“The Anatomy of Peace: Resolving the Heart of Conflict”— A Review
The delightfully readable story of The Anatomy of Peace: Resolving the Heart of Conflict focuses on a group of parents who have brought their wayward children to a wilderness program that promises to change the direction of their lives. The program’s leaders work with the parents to help them discover how they themselves must change if their children are to have a chance to succeed. The Anatomy of Peace: Resolving the Heart of Conflict (The Arbinger Institute, 2006) brings us life-changing insights and principles for resolving conflicts, whether they be personal or global in scope.

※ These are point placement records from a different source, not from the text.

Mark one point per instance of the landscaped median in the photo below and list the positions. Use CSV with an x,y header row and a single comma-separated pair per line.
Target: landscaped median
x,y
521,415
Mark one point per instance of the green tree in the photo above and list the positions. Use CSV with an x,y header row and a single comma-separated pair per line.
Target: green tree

The leaders, an Arab named Yusuf, and a Jew named Avi, who have themselves experienced a transformed relationship, teach that people basically have two ways of being. If we have a heart at peace, we see others as people —with hopes, needs, cares, and fears that are as real to them as ours are to us. If we have a heart at war, we see others as objects — tools to be used, obstacles to our goals, or even irrelevant. When our hearts are at war, we often cannot clearly see the other person’s point of view, and we sometimes act in ways that provoke hurtful behavior — often the very behaviors to which we object. Through personal stories and observations of the group’s dynamics, the leaders point out how our own negative attitudes and behaviors drive us to justify ourselves by seeing others as worse than they really are. As Yusuf points out, “A heart at war needs enemies and mistreatment more than it wants peace” (p. 104).

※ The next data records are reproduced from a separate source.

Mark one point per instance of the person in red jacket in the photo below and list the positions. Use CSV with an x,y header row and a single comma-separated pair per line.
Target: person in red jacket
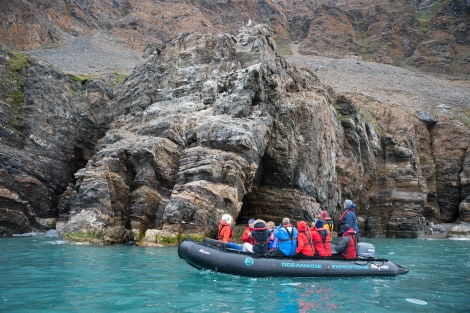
x,y
304,240
347,246
225,232
322,239
247,238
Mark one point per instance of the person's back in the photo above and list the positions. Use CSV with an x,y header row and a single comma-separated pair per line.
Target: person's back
x,y
327,221
260,234
225,232
246,237
272,240
304,240
347,246
287,237
322,239
349,216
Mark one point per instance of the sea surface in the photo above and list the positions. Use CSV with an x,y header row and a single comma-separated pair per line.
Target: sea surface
x,y
46,274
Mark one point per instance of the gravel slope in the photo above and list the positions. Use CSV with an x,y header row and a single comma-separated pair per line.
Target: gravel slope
x,y
100,54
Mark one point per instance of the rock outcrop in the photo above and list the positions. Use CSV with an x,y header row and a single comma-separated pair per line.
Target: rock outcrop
x,y
431,35
208,125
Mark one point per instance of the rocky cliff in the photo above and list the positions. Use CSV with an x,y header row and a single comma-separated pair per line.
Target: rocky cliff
x,y
207,125
431,35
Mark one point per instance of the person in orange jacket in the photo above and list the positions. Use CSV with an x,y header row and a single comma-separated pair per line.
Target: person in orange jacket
x,y
247,238
225,232
327,221
304,240
322,239
347,245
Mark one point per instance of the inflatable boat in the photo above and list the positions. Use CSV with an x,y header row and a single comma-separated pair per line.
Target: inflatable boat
x,y
214,255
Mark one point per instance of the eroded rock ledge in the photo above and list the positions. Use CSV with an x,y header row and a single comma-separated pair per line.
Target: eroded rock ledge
x,y
210,125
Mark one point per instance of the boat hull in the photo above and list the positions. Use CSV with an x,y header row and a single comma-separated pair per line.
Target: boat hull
x,y
214,256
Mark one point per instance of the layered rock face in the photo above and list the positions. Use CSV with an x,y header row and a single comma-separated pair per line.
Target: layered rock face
x,y
50,123
208,125
431,35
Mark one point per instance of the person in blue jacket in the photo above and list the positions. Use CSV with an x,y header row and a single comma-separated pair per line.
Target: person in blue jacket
x,y
349,216
287,238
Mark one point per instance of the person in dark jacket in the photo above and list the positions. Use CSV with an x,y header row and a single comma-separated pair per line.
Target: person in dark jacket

We tend to justify ourselves for our attitudes and behaviors toward others out of four basic needs: (1) the need to believe that we are better than others; (2) the need to believe we deserve more than others; (3) the need to be well-thought of by others; and (4) the need to reduce expectations because of some perceived lack in ourselves. These needs are like boxes in which we are trapped until we recognize their limitations and step outside them to gain a different perspective.

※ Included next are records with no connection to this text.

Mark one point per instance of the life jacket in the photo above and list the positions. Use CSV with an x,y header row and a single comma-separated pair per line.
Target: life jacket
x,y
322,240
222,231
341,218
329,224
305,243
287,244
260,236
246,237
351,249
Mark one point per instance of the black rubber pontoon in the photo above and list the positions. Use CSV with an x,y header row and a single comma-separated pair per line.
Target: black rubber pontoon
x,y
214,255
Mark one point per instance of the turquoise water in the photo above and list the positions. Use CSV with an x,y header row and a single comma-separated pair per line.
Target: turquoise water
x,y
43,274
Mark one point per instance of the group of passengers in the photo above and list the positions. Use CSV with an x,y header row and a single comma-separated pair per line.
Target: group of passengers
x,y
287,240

When considering the behavior of others, for example, instead of judging and blaming, we might ask the following questions: “What are this person’s or these people’s challenges, trials, burdens, and pains? How am I, or some group of which I am a part, adding to these challenges, trials, burdens, and pains? In what other ways have I or my group neglected or mistreated this person or group? In what ways are my ‘better-than,’ “I-deserve,’ ‘worse-than,’ and ‘must-be-seen’ boxes obscuring the truth about others and myself and interfering with potential solutions? What am I feeling I should do for this person or group? What could I do to help?” (p. 186-187)
If we are truly committed to peacemaking — not just to proving ourselves right, the first thing we must do is to step out of the box that traps us in attitudes and behaviors that demonize others and work for a heart that is at peace. Then we must build relationships, both with others who might be able to influence the situation and with those we have treated as enemies. As we listen to and learn from those with whom we have been in conflict, they may become more open to our attempts to communicate our experience and point of view. When we more fully understand one another, we will be in a much better position to deal with the things that are going wrong and work together to make things go right. The most time and effort should be spent at the beginning steps of this process, which Yusuf and Avi present as a “Peacemaking Pyramid” (p. 211).
Individuals, especially those struggling with conflicts in their families, workplace, or community, would benefit from reading and reflecting on this book. A group willing to apply these insights to their own lives and share personal experiences could use this book as a study guide. If you would like to learn more about the Arbinger Institute, which specializes in conflict resolution and peacemaking at all levels and offers consultation and training for organizations, visit www.arbinger.com.
Near the end of the book, Yusuf sums up its lessons: “... your, and my, and the world’s hoped-for peace depends most fully not on the peace we seek or the wars we wage without but on the peace we establish within” (p. 224).
Jane P. Ives is a United Methodist Marriage and Family Ministries Consultant from Portland, ME.